Starting with Man's Search for Himself in the 1950s and continuing until his death in 1994, May repeatedly explored the reasons why there was an increasing loss of a genuine sense of self resulting in widespread identity confusion and a growing apathy linked to a lack of compassion. He clearly described the anxiety and loneliness that ate at so many people who "not only do not know what they want; they often do not have any clear idea of what they feel." Feeling only empty and bored and lacking a real sense of self, they conform to hollow cultural values and mores while consuming the goods and services that a consumer culture offers to fill them up. Consuming, they are consumed. This powerless dependency, rooted in a lack of self-identity and the need to be liked, leads to painful anxiety, despair, and powerlessness resulting in acquiescence to social ills. This is today's selfie/media culture in a nutshell, what Christopher Lasch once called the culture of narcissism.
I obviously couldn't ask him when we talked, but I can imagine his response to today's trends of people marrying robots, selfie photos, Facebook, avatars and second lives in cyberspace, the growth of pornography, sex with machines, the sexual saturation of culture, electronic warfare, drone killings, etc. - a bemused laugh and a comment suggesting the tragedy of it all. In Love and Will he wrote that "the contemporary paradoxes in sex and love have one thing in common, namely the banalization of sex and love. By anesthetizing feeling in order to perform better, by employing sex as a tool to prove prowess and identity, by using sensuality to hide sensitivity, we have emasculated sex and left it vapid and empty. The banalization of sex is well-aided and abetted by our mass communication ". They oversimplify love and sex, treating the topic like a combination and learning to play tennis and buying life insurance.

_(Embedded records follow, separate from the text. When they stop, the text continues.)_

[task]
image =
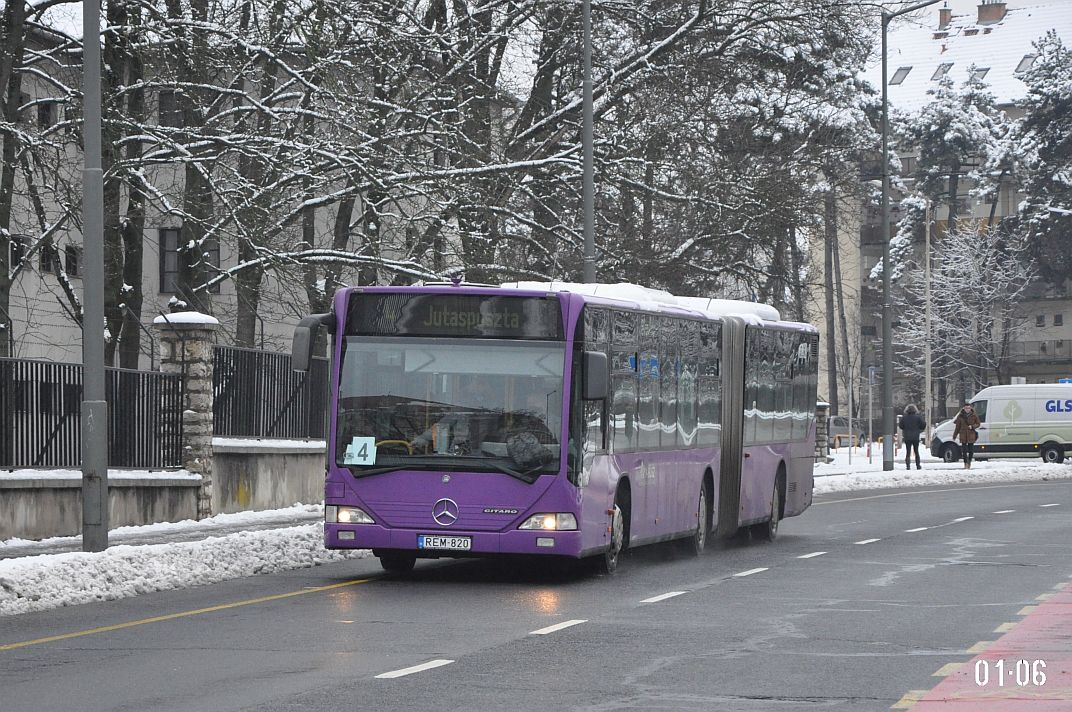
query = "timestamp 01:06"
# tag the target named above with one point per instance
(1008, 672)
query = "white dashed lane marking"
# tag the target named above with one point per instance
(663, 596)
(557, 626)
(749, 572)
(416, 668)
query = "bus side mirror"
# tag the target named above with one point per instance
(595, 377)
(304, 339)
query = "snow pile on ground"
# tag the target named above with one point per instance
(161, 530)
(33, 583)
(843, 476)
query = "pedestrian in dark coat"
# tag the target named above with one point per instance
(912, 426)
(965, 426)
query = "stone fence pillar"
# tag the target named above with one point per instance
(185, 347)
(821, 431)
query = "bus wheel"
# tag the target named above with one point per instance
(769, 529)
(398, 563)
(607, 562)
(1053, 454)
(696, 544)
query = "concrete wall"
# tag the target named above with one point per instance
(41, 507)
(266, 475)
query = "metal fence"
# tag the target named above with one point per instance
(258, 395)
(41, 409)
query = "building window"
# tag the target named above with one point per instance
(169, 260)
(170, 114)
(50, 260)
(1025, 63)
(72, 255)
(899, 75)
(941, 71)
(46, 114)
(16, 250)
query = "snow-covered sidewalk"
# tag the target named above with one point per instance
(50, 580)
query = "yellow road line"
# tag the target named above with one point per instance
(909, 699)
(172, 617)
(947, 669)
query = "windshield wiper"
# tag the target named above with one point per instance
(392, 468)
(524, 475)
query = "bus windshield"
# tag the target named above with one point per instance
(449, 404)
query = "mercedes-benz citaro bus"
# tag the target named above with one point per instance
(556, 419)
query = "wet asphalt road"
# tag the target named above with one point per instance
(853, 627)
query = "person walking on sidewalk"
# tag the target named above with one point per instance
(912, 426)
(965, 426)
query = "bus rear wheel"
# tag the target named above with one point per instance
(398, 563)
(696, 544)
(769, 529)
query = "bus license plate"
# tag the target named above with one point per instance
(449, 543)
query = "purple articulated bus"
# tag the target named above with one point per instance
(571, 420)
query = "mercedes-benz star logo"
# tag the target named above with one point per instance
(445, 512)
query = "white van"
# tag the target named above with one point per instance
(1022, 420)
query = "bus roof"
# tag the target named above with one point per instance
(643, 297)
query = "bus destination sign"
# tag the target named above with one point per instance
(453, 315)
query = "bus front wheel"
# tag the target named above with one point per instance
(398, 563)
(607, 562)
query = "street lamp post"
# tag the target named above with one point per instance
(586, 138)
(94, 408)
(888, 418)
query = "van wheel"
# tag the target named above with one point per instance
(950, 453)
(1053, 454)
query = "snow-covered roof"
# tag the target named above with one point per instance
(637, 295)
(999, 47)
(185, 317)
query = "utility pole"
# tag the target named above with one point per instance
(926, 313)
(94, 408)
(587, 131)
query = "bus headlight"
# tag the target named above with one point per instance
(339, 515)
(562, 521)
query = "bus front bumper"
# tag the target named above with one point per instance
(514, 542)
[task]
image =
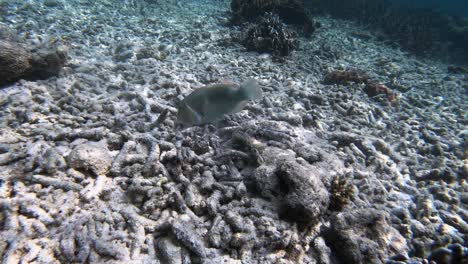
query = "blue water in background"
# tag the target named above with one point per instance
(451, 7)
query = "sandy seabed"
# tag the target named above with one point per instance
(93, 169)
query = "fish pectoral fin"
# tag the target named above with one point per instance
(238, 107)
(196, 116)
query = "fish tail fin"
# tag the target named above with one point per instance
(250, 90)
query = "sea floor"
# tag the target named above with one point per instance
(94, 170)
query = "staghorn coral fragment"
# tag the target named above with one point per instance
(346, 77)
(168, 250)
(90, 157)
(56, 183)
(94, 134)
(95, 188)
(341, 193)
(186, 234)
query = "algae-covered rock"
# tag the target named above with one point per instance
(90, 157)
(297, 187)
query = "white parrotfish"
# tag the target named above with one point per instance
(212, 102)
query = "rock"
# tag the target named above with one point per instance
(186, 234)
(18, 62)
(46, 62)
(364, 236)
(168, 251)
(296, 187)
(14, 62)
(90, 157)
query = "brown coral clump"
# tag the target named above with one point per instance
(346, 77)
(291, 12)
(340, 194)
(374, 89)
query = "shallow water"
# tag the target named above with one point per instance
(355, 154)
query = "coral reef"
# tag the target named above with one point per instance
(346, 77)
(421, 31)
(356, 234)
(290, 11)
(270, 35)
(341, 193)
(372, 88)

In this process, we have robbed sex of its power by sidestepping eros (the creative life force); and we have ended by dehumanizing both." He predicted that this technical approach to sex would lead to sex obsessions, lovelessness, and increased sexual impotence. And here we are -- Viagra, big butts, enhanced this and enhanced that -- all in the service of sexual satisfaction produced by the cult of technique and devoid of passion.
"Shooting" yourself with a phone camera, sex with a robot or a machine, and killing with drones -- this is life today. We have become separated from our humanity by our machines. We worship our images and in so doing can't grasp the death and destruction caused by our drones and foreign wars. Others don't exist in this solipsistic culture. May saw it coming and explained why. He saw that violence was yoked to a lack of compassion and that this lack of compassion (to suffer with others) was connected to our flight from death and emotions we consider negative. He saw this form of thinking as an effort to control life that was self-defeating and could only lead to more violence. "Paradoxical thinking," he told me, "seems to me to be the only kind that gets to the root of human existence. I don't think analytical thinking does. It leaves out too much. You remember Heraclitus. I think he's quite right that we always think in terms of positive/negative. We think like electricity, thus both the negative and positive pole and the oscillation back and forth, and human thinking is a play with opposites."

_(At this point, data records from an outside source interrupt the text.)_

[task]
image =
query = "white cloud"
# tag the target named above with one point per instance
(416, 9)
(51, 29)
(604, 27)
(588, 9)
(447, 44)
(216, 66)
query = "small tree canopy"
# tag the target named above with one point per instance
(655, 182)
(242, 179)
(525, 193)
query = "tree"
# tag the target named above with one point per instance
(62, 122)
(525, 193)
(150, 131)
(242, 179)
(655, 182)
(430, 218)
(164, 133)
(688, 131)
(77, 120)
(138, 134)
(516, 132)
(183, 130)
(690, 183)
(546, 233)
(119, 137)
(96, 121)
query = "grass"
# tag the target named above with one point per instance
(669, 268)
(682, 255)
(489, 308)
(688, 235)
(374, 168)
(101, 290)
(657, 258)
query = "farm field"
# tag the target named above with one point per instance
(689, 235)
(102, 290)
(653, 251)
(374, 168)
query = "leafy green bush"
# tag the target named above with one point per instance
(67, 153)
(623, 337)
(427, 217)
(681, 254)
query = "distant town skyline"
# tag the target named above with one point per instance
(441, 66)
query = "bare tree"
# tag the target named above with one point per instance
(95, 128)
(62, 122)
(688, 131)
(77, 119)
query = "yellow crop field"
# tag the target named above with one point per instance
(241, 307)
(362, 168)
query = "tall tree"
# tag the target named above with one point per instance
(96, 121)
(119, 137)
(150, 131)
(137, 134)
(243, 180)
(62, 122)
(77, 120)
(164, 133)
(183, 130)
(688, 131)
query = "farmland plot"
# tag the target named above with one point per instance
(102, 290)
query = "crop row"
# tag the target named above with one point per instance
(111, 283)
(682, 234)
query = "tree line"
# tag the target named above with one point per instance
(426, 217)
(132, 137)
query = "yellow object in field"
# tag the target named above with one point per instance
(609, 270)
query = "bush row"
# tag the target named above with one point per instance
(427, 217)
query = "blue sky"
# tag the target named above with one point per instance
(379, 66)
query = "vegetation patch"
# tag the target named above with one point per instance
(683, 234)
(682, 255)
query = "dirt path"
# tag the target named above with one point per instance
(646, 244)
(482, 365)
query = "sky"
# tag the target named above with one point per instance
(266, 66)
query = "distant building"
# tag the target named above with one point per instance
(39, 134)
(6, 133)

Since he has written so much about the breakdown of our traditional myths and symbols, I asked him if there was any one word or symbol that he thought encompassed the body of his work.
After a long pause, he said, "No, I think that's impossible for any person who writes to say. I think you could say it much better than I could because we're so much in it. All I know is that I think paradoxically." And without pause or any word from me, he continued. "Well, if you wanted to push me, I would say that what I think is the basic, well, the basic symbol of my life, I would say that it is compassion. That's what matters most to me. I grew up in a rather difficult family, quite difficult. I did not have a good childhood. I was quite lonely as a child. And I did suffer a good deal."
Out of this childhood pain, he learned early to be a therapist for his family, and felt that these experiences gave him an acute sensitivity to others' feelings. In his memoir Paulus, about his friend, Paul Tillich, the great Protestant theologian, he wrote words that could equally apply to himself: "Someone has to mediate, to make a connection through his own life between opposites." For out of his wounds, May has created a powerful body of writings, and out of a torn self, a paradox of wholeness.
For us today, in the era of apathy, depression, and indifference to the suffering and deaths of "others" everywhere, May's work begs to be resurrected. He urges us to care again, and to let our care and compassion lead us to act to stop the violence that we are taught to ignore. Don't look away, I can hear him say, face fully all dimensions of the human experience, the negative and positive; remember that despair and joy are linked to the possibility of freedom; reject the cult of death that hides within technological obsessiveness; and remember that love brings the intimation of our mortality but also our greatest joys and passions.
And if he were still sitting across from me -- and you -- today, he'd probably also say with a grin, "Above all, don't marry a robot."